Concernant la situation au Venezuela, il est intéressant de noter que 63% des sondés condamnèrent l’assaut sur la souveraineté du pays, jugé contraire au droit international. Ces inquiétudes alimentent un débat sur la stratégie à adopter vis-à-vis des États-Unis : 46% plaident pour une « opposition », tandis que 44% optent pour « le compromis ». À cet égard, les citoyens français affichent une préférence pour l’opposition à 52%.
Une vaste majorité (73%) des Européens pensent qu’il est temps pour leur continent de compter sur ses propres forces militaires, sans toujours s'appuyer sur le soutien des États-Unis. Un sentiment pessimiste prédomine, notamment en France, où 59% des sondés estiment que Trump fragilise l’Occident. La perception du dirigeant américain montre qu’il représente une menace plus pressante que celle de Xi Jinping, avec une note de 5,4 sur une échelle de 10, mais qui reste en dessous de Vladimir Poutine (6,9).

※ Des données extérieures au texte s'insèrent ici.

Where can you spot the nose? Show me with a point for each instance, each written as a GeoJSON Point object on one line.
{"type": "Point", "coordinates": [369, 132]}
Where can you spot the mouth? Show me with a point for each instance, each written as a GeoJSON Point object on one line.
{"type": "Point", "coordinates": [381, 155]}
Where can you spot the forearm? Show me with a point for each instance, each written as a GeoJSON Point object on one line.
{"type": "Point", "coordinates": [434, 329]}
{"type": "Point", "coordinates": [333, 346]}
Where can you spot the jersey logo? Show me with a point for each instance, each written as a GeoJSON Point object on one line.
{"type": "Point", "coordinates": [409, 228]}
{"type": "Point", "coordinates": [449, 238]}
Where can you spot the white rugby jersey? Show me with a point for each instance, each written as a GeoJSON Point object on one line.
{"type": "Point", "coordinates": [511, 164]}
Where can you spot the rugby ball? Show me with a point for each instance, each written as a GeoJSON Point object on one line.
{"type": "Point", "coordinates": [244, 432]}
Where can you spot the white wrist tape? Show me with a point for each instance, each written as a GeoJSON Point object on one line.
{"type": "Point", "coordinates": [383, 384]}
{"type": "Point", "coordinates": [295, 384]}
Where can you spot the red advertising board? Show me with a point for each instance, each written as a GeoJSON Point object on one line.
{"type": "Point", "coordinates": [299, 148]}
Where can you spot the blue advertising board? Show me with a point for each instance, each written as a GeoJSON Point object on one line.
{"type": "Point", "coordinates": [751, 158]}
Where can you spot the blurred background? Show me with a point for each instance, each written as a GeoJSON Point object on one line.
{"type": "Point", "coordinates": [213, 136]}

Ironiquement, une guerre ouverte contre les États-Unis semble être une préoccupation pour 21% des Européens, davantage que contre l'Iran (18%) ou la Chine (11%), bien qu'inférieure au level de peur envers la Russie (52%) ou les organisations terroristes (65%). Dans l'ensemble, 52% des personnes interrogées souhaitent maintenir une distance prudente entre les États-Unis et la Chine.
*Cette étude a été réalisée auprès de 7498 personnes dans sept pays de l’UE, du 13 au 19 janvier. Les échantillons sont représentatifs des populations sondées et ont été réalisés selon la méthode des quotas.